Pours dark black, completely opaque, with a thin brown head that dissipates pretty quickly. Considering the alcohol, I'm surprised it had any head at all. High marks there. Smells of toffee, chocolate, hints of coffee. Very dry aromatics, lots of chocolate malt. Some sweetness like chocolate-covered cherries, with just a hint of the alcohol that is to come.

The flavor? Well, holy fuck, first of all there's the alcohol. Even knowing what a bomb this thing was going to be, the Mystery Stout is just really, really hot. Strong alcoholic phenols are present in the front, middle, and finish of this beer. Everything else works in conjunction with that basic fact. Peering with my tastebuds (can tastebuds peer? Probably not.) beneath the astringency I get a nice dry flavor, lots of oats and a great deal of that chocolate malt.

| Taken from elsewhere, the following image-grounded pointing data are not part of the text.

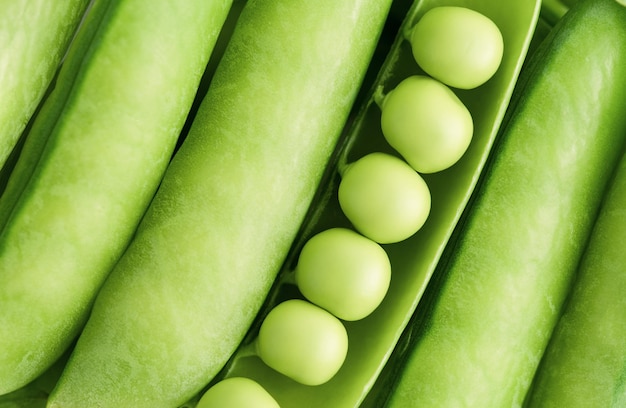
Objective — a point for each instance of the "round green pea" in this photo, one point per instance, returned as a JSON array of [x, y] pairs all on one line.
[[237, 392], [303, 342], [384, 198], [343, 272], [458, 46], [426, 123]]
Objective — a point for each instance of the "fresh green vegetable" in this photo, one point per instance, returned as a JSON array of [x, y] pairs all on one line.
[[373, 338], [232, 200], [426, 123], [303, 342], [343, 272], [457, 45], [482, 330], [93, 160], [34, 35], [385, 199], [238, 392], [585, 362]]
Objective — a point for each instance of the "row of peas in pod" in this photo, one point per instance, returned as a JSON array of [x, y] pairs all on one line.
[[344, 274]]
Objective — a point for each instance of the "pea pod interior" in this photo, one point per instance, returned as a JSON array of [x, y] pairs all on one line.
[[372, 339]]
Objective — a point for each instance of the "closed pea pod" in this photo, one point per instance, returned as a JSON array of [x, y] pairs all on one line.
[[34, 35], [585, 361], [230, 204], [90, 165], [373, 337], [481, 333]]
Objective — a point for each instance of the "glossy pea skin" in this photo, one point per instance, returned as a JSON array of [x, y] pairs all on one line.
[[237, 392], [303, 342], [458, 46], [207, 251], [384, 198], [507, 276], [343, 272], [426, 123]]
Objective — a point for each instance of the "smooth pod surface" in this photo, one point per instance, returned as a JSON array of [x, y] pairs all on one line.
[[585, 362], [232, 200], [34, 35], [371, 340], [101, 144], [499, 293]]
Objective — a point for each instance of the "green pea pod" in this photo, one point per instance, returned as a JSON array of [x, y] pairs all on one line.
[[413, 261], [493, 304], [91, 164], [185, 292], [34, 36], [584, 364]]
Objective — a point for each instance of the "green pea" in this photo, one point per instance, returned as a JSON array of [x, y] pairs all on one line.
[[303, 342], [237, 392], [426, 123], [343, 272], [384, 198], [458, 46]]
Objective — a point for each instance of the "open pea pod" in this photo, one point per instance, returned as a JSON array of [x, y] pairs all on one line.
[[371, 340]]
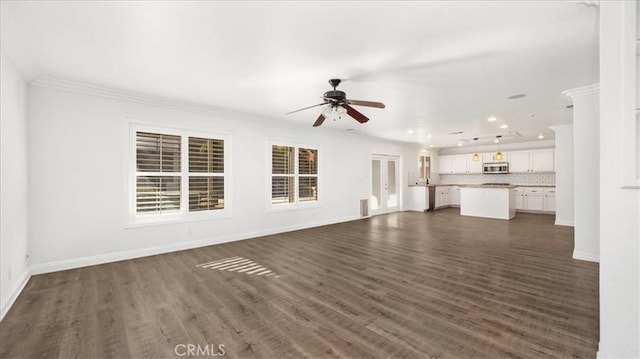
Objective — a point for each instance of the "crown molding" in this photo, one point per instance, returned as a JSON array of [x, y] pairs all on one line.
[[583, 91], [95, 90], [123, 95]]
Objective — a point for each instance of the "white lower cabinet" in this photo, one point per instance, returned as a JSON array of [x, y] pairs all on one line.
[[535, 199], [454, 195], [442, 196], [519, 194], [549, 199]]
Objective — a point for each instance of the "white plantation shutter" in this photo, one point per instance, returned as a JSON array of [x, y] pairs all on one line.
[[178, 175], [307, 175], [282, 174], [158, 171], [206, 174], [294, 175]]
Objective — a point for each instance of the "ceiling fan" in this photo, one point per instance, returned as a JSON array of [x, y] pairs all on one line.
[[337, 100]]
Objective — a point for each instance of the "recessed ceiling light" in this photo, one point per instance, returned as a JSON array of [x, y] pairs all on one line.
[[520, 95]]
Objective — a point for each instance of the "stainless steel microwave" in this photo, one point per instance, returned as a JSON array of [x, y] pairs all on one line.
[[495, 167]]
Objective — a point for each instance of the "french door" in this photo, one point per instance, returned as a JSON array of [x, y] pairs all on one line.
[[385, 189]]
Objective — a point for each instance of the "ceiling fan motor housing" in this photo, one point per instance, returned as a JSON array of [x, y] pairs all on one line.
[[336, 95]]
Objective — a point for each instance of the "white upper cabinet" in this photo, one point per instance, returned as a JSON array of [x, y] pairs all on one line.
[[519, 161], [532, 161], [542, 161], [445, 164], [474, 166], [459, 164]]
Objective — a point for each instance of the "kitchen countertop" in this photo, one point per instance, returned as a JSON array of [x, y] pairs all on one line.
[[478, 184], [487, 186]]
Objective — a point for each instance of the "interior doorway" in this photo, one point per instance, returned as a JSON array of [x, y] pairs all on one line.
[[385, 184]]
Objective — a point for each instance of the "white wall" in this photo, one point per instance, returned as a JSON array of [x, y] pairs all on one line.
[[13, 184], [619, 208], [586, 172], [78, 170], [504, 147], [564, 175]]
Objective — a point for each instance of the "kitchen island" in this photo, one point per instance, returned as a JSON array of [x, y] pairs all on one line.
[[489, 201]]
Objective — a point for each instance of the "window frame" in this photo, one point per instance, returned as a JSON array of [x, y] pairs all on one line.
[[297, 204], [183, 215]]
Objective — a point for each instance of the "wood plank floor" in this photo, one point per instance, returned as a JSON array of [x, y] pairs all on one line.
[[405, 285]]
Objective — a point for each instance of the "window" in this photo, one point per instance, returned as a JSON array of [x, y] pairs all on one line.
[[294, 175], [178, 175]]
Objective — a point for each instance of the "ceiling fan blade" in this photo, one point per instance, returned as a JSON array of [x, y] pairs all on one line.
[[306, 108], [366, 103], [319, 121], [355, 114]]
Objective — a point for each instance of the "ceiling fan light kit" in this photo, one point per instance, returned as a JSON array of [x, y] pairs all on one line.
[[338, 105]]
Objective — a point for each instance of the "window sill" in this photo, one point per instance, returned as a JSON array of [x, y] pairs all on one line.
[[277, 208], [178, 219]]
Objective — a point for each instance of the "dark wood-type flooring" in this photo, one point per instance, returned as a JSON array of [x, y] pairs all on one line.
[[404, 285]]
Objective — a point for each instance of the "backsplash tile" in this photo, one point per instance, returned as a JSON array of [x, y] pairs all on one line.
[[546, 178]]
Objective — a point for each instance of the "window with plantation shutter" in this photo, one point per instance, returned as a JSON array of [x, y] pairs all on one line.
[[206, 174], [158, 173], [294, 174], [178, 174]]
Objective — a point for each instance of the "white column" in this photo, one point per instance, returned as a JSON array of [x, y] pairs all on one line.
[[586, 171], [619, 207], [564, 174]]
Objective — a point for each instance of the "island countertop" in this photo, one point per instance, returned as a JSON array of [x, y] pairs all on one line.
[[487, 186]]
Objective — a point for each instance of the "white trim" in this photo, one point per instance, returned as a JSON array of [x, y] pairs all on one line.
[[18, 287], [564, 222], [123, 95], [184, 215], [584, 256], [297, 205], [73, 263], [582, 91]]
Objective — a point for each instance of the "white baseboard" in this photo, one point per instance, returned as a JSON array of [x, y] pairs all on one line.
[[564, 222], [73, 263], [584, 256], [19, 285]]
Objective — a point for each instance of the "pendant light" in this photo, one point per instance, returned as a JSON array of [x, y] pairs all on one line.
[[476, 156], [498, 156]]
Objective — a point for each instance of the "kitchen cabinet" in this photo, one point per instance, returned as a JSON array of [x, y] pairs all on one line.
[[450, 164], [417, 199], [454, 195], [490, 157], [531, 161], [445, 164], [535, 199], [442, 196], [459, 163], [519, 198], [549, 199]]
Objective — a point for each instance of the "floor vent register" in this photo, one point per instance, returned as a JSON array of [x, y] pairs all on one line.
[[239, 265]]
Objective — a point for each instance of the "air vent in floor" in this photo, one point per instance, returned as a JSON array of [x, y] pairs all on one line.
[[239, 265]]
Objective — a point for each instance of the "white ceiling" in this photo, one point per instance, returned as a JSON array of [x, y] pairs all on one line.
[[439, 67]]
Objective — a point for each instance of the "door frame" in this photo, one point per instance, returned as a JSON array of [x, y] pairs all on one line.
[[385, 158]]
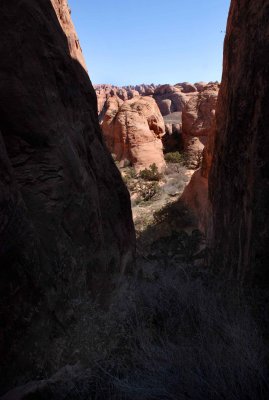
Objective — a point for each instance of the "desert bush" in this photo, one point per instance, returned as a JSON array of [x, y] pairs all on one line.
[[194, 160], [150, 174], [147, 190], [128, 177], [187, 335], [174, 157]]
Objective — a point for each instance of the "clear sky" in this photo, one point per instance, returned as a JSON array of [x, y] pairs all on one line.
[[151, 41]]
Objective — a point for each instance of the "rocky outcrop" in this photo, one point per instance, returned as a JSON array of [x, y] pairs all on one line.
[[105, 92], [195, 195], [63, 13], [65, 217], [198, 118], [239, 180], [133, 130]]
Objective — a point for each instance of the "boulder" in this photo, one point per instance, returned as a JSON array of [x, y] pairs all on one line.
[[59, 240], [135, 133]]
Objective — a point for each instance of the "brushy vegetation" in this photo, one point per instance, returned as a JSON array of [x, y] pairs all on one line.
[[150, 174], [173, 333], [191, 161], [174, 157]]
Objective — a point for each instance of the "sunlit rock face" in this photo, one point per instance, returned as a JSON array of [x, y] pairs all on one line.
[[198, 118], [239, 180], [133, 130], [64, 17], [65, 217]]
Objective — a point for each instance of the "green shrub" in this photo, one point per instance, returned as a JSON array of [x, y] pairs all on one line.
[[174, 157], [150, 174], [147, 190]]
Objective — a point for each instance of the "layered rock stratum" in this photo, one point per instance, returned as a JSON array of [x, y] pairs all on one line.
[[59, 239], [133, 130]]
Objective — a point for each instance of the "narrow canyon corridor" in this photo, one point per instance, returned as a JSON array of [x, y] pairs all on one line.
[[134, 219]]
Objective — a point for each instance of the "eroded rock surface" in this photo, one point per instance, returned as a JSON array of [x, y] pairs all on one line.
[[198, 118], [65, 217], [133, 130], [239, 181]]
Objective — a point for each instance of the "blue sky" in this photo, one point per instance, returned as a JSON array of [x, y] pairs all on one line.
[[151, 41]]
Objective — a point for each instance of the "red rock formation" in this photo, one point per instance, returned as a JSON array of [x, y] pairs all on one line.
[[195, 195], [239, 181], [198, 118], [64, 17], [59, 240], [133, 131]]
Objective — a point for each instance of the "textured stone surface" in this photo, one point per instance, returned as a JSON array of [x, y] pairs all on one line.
[[198, 118], [65, 217], [239, 181], [133, 131]]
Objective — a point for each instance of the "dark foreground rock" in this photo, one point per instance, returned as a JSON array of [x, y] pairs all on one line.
[[65, 217], [239, 180]]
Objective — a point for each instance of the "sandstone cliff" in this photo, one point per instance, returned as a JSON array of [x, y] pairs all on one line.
[[239, 180], [65, 217], [133, 130]]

Drinking through this glass, I'm amazed mostly at the technical abilities of Joe Short and his brewery team. Just getting a beer to 12.5% ABV is difficult, much less one with this kind of smoothness and drinkability -- the alcohol is present but never cloying, the dryness is dominant but balanced with a malty sweetness. This was obviously a very difficult beer to brew, and just getting it into my glass is an achievement worth honoring.

But is it good? This isn't on the same scale as something like Dark Lord or World Wide Stout, which have similarly insane alcohol but balance that with an overabundance of malt which create a thick-bodied experience of a beer. This doesn't have that kind of complexity: the main feature of this beer is the alcoholic phenols, with the malty dryness and the relatively-thin body making this "drinkable" and "accessible" in the way that a macro-drinker would think of those terms. Which isn't at all a negative, as Short's Mystery Stout is one super-high-gravity beer that you could actually hand to someone whose only experience of beer was macro stuff and expect them to be able to choke it down.

I find myself having complex emotions about this beer. I don't know if, in my heart of hearts, I find this beer to be a bit too one-note, too astringent, too over-the-top without having the kind of complexity that makes those flaws virtues. But on the other hand, I enjoy drinking this, and find it smooth and clean for the most part. Do I enjoy this beer more than I admire it, or do I admire it more than I enjoy it? Certainly a multidimensional kind of thought process, one that I'll definitely be examining more as I drink more beers of this kind.

I may end up buying a six-pack of these and aging them for a hell of a long time. Like, drinking one a year until they're gone.

My overall BA rating: 4.4/5

(My score is my score, numbers picked because I needed to put something down to post the review. But the words in this case are far more important than the numbers. Take that as you will.)